John Coates🤔 @jciv father, professor, law, finance, M&A, governance Dec. 08, 2018 4 min read

I know a widespread view among many Dem leaders is that impeachment by the Dem-controlled House would be a mistake if the GOP-controlled Senate won't convict. 1/n

This view is now the standard wisdom of how the popular Dem desire for impeachment is misguided, naive, uninformed, reactive. 2/n

It has a basis: the Clinton impeachment by the GOP is viewed correctly as having backfired against the GOP in part because the Senate refused to convict. 3/n

Or, more generally, if you aim at the king you need to kill him. 4/n

But increasingly I think Dem leaders, and voters, and indeed voters generally need to move beyond this analysis. 5/n

It seems increasingly likely that we will get evidence from more than one investigation - Mueller, SDNY investigating Cohen and the Trump Org, private litigation under Anti-Corruption Clauses + House committees - that will support a belief in multiple convictable offenses. 6/n

The litany could well include:

-- bribery of foreign officials
-- money laundering
-- bank fraud
-- intentional campaign finance violations
-- perjury
-- obstruction
-- witness tampering
-- conspiracy to commit larceny [email hacking]
-- conspiracy to commit espionage


In addition, there will likely be evidence to support conduct that does not violate any specific crime but which would support impeachment +conviction:

-- collusion with foreigners bent on harming the US
-- aiding + comforting same
-- etc.

[Not "treason" but close to it.]


So here's the dilemma;

Despite all of that, the GOP Senate will still be led by a man who spent the last 8 years with the sole announced goal of opposing Obama in every way - in other words, someone not ever interested in doing something because it's right, for that sake.

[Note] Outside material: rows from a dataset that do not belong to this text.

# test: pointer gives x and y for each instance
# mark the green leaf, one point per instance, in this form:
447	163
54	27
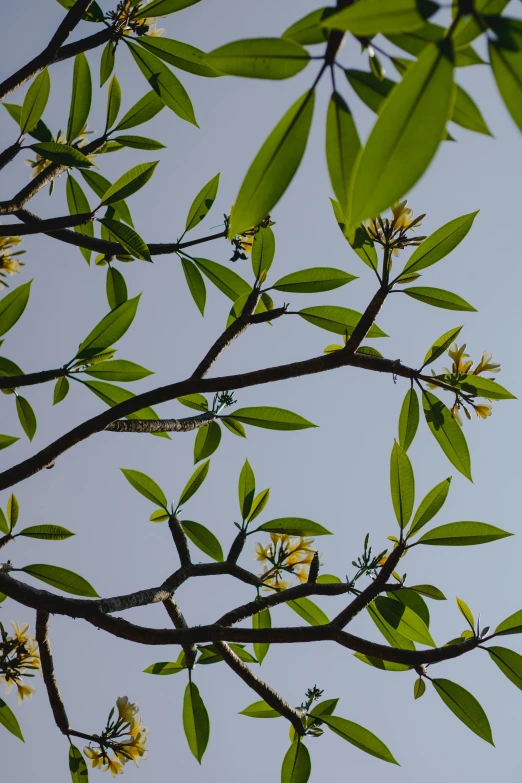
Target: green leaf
12	306
260	709
273	167
294	526
194	482
62	579
132	181
195	401
204	539
195	283
465	707
272	418
439	244
440	345
202	203
128	238
116	288
342	145
179	54
402	483
26	416
404	620
509	663
228	282
408	419
207	441
195	721
80	98
430	506
35	102
340	320
261	620
405	137
8	720
359	736
163	7
77	766
142	111
109	330
113	103
463	534
369	88
263	250
381	16
146	487
314	280
62	154
297	766
466	613
118	370
164	83
447	433
107	62
46	532
309	611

Moreover, to convict, the vote to remove a president is two-thirds.

So 34 GOP Senators could block it.
So even if 19 GOP Senators voted to convict, and all Dems, it would still fail.


In sum, it's very possible that any neutral observer would say the investigations have shown that Individual-1 should be removed from office, and yet it may remain politically impossible until 2020.


So what then should the Dem House leaders do?

It's not as simple as saying -- if we can't convict, we shouldn't impeach.

At some point, the evidence may require impeachment even if conviction is uncertain or even unlikely.


By "require impeachment" I mean both the demands of justice and the demands of the people.


Or in sharper tones, at some point Dems risk undermining their own personal chances of remaining in office -- or even of defeating the GOP for president -- in 2020 if they do not impeach -- regardless of whether they can convict.


The conventional wisdom should thus be more complex. Dems -- and responsible GOP leaders - need to present a compelling political case for conviction as part of the lead up to impeachment - so that even if conviction does not follow, they will have done their job.


Another piece of conventional wisdom is that if it's clear enough for the Dems to move on impeachment, it will be clear enough for the GOP to convict. So my scenario won't come true.


But that presumes full information and/or similar beliefs about what the information means.

Neither is likely here.


On the information: it's likely that some of the evidence will be witness evidence - from, on the one side, people like Cohen and Weisselberg, and, on the other side, people like Kushner and Stone. In other words, dualing liars.


Further, some of the evidence will be indirect. E.g., if DJTJr made a call to a blocked number before and after the meeting in Trump Tower, and he has no good explanation of who he called, do we infer he called Individual-1?


Social science - see, e.g., the work of Dan Kahan - tells us that people can often see the same evidence through very different lenses, and end up with even more opposed views than before seeing the evidence.


Thus, the country may well we polarized even further after the reports start to come in. 21/n

We may well end up in a place where 2/3 of the population thinks it's obvious Individual-1 should be removed from office, but 1/3 thinks it's obvious the whole thing is equivalent to Clinton's impeachment -- a nearly-nothing burger.


The result may well be (a) an impeachment, (b) no conviction, and (c) the record for both being the primary focus of elections in 2020, with some voters rewarding some pols for doing opposite things.


In sum, dedicated teams in the House and Senate should gear up for a very carefully written and promote-able tract to best make the case for removal to the largest number of voters in swing districts and states, and stop hoping that we will get to 2020 before it is needed.